More Than The Sum Of Our Neurons

Alan Lightman talked to neuroscientist Robert Desimone about attention, memory, and life’s big questions:

I asked Desimone about the strange experience of consciousness, to me the most profound and troubling aspect of human existence. How does a gooey mass of blood, bones, and gelatinous tissue become a sentient being? How does it become aware of itself as a thing separate from its surroundings? How does it develop a self, an ego, an “I”? Without hesitation, Desimone replied that the mystery of consciousness was overrated. “As we learn more about the detailed mechanisms in the brain, the question of ‘What is consciousness?’ will fade away into irrelevancy and abstraction,” he said. As Desimone sees it, consciousness is just a vague word for the mental experience of attending, which we are slowly dissecting in terms of the electrical and chemical activity of individual neurons. As an analogy, he said, consider a careering automobile. A person might ask: Where inside that thing is its motion?

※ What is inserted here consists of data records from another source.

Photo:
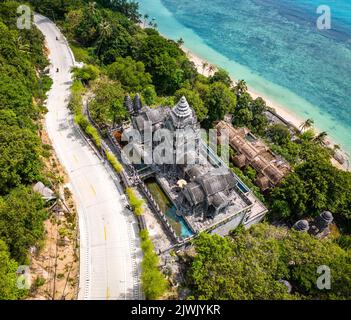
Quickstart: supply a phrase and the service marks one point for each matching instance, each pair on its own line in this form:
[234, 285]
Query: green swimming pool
[178, 223]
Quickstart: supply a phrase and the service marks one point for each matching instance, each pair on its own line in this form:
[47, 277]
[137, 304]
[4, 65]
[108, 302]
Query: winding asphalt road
[109, 244]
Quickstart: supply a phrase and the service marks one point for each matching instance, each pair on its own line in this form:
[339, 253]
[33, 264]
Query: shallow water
[276, 47]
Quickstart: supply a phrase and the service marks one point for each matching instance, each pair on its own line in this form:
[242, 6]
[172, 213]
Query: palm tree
[241, 87]
[23, 47]
[92, 7]
[320, 138]
[146, 17]
[105, 31]
[307, 124]
[204, 66]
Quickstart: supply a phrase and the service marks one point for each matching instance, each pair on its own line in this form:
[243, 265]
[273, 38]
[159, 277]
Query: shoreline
[283, 111]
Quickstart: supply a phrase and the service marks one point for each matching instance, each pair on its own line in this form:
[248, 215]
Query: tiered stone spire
[182, 109]
[128, 104]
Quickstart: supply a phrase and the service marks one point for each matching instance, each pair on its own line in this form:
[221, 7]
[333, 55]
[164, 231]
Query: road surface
[109, 244]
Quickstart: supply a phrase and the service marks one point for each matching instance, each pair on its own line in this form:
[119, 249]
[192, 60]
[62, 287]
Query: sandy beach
[203, 67]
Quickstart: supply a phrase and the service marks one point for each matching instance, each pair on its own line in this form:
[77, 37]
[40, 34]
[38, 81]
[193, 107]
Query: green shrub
[114, 162]
[135, 202]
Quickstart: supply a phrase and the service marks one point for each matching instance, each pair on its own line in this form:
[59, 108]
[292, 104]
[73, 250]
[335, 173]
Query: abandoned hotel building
[201, 192]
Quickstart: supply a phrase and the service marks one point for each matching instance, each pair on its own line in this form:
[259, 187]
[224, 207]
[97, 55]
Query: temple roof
[182, 108]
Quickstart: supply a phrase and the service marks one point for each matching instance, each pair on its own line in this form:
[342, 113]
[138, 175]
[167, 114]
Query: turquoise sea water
[276, 47]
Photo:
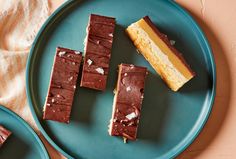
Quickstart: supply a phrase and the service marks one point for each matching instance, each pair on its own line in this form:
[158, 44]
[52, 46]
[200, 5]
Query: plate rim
[200, 33]
[28, 128]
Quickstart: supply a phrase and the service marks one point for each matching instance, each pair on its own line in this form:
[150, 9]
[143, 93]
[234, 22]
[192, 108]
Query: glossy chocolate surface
[62, 85]
[128, 102]
[98, 44]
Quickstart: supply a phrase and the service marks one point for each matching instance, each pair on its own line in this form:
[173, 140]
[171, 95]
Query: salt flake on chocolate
[131, 116]
[61, 53]
[100, 70]
[89, 62]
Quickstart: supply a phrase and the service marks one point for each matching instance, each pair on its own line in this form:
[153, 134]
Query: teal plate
[170, 120]
[23, 142]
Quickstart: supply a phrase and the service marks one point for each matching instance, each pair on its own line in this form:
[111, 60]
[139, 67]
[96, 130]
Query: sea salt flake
[131, 116]
[71, 78]
[100, 70]
[77, 52]
[172, 42]
[89, 62]
[61, 53]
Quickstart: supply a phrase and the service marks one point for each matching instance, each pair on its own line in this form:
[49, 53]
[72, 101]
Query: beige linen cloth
[20, 20]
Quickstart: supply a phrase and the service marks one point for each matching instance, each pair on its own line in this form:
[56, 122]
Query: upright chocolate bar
[62, 85]
[98, 44]
[127, 101]
[4, 134]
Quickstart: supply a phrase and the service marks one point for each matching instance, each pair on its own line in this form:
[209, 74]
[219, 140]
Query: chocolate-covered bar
[159, 52]
[127, 101]
[62, 85]
[98, 44]
[4, 134]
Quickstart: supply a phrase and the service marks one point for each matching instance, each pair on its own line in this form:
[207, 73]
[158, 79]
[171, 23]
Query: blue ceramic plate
[170, 120]
[24, 142]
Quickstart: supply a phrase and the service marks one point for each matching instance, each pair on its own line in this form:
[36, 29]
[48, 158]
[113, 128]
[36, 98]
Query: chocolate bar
[98, 44]
[127, 101]
[4, 134]
[62, 85]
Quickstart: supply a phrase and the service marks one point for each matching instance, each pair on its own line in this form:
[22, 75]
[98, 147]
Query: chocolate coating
[4, 134]
[98, 46]
[128, 101]
[62, 85]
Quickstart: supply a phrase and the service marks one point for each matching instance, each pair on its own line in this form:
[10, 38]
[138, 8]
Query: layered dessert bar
[98, 44]
[4, 134]
[127, 101]
[62, 85]
[157, 50]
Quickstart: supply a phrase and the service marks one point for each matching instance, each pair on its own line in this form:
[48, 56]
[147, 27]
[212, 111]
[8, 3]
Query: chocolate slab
[4, 134]
[167, 41]
[62, 85]
[128, 101]
[98, 44]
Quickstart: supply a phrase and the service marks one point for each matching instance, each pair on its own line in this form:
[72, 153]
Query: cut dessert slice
[98, 44]
[4, 134]
[62, 85]
[158, 51]
[127, 101]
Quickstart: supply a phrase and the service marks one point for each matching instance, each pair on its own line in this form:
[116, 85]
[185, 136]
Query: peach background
[217, 19]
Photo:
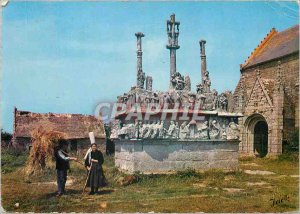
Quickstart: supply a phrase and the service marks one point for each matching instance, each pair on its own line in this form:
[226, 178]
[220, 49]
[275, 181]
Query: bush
[188, 174]
[289, 156]
[11, 160]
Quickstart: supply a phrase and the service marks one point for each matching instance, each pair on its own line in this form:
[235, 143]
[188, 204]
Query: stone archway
[257, 135]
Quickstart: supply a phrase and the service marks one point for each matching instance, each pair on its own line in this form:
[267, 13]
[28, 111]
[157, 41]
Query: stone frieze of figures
[213, 129]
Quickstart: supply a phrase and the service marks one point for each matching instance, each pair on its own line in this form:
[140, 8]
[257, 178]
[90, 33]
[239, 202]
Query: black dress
[96, 178]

But the viewer would no longer ask that question after he understood the engine of the car, the manner in which gasoline is ignited by spark plugs, the movement of piston and crankshaft.

I am a scientist and a materialist myself, but I left Desimone’s office feeling bereft. Although I cannot say exactly why, I do not want my thoughts, my emotions, and my sense of self reduced to the electrical tinglings of neurons.

I prefer that at least some parts of my being remain in the shadows of mystery. I think of a comment by Einstein: “The most beautiful experience we can have is the mysterious. It is the fundamental emotion which stands at the cradle of true art and true science.”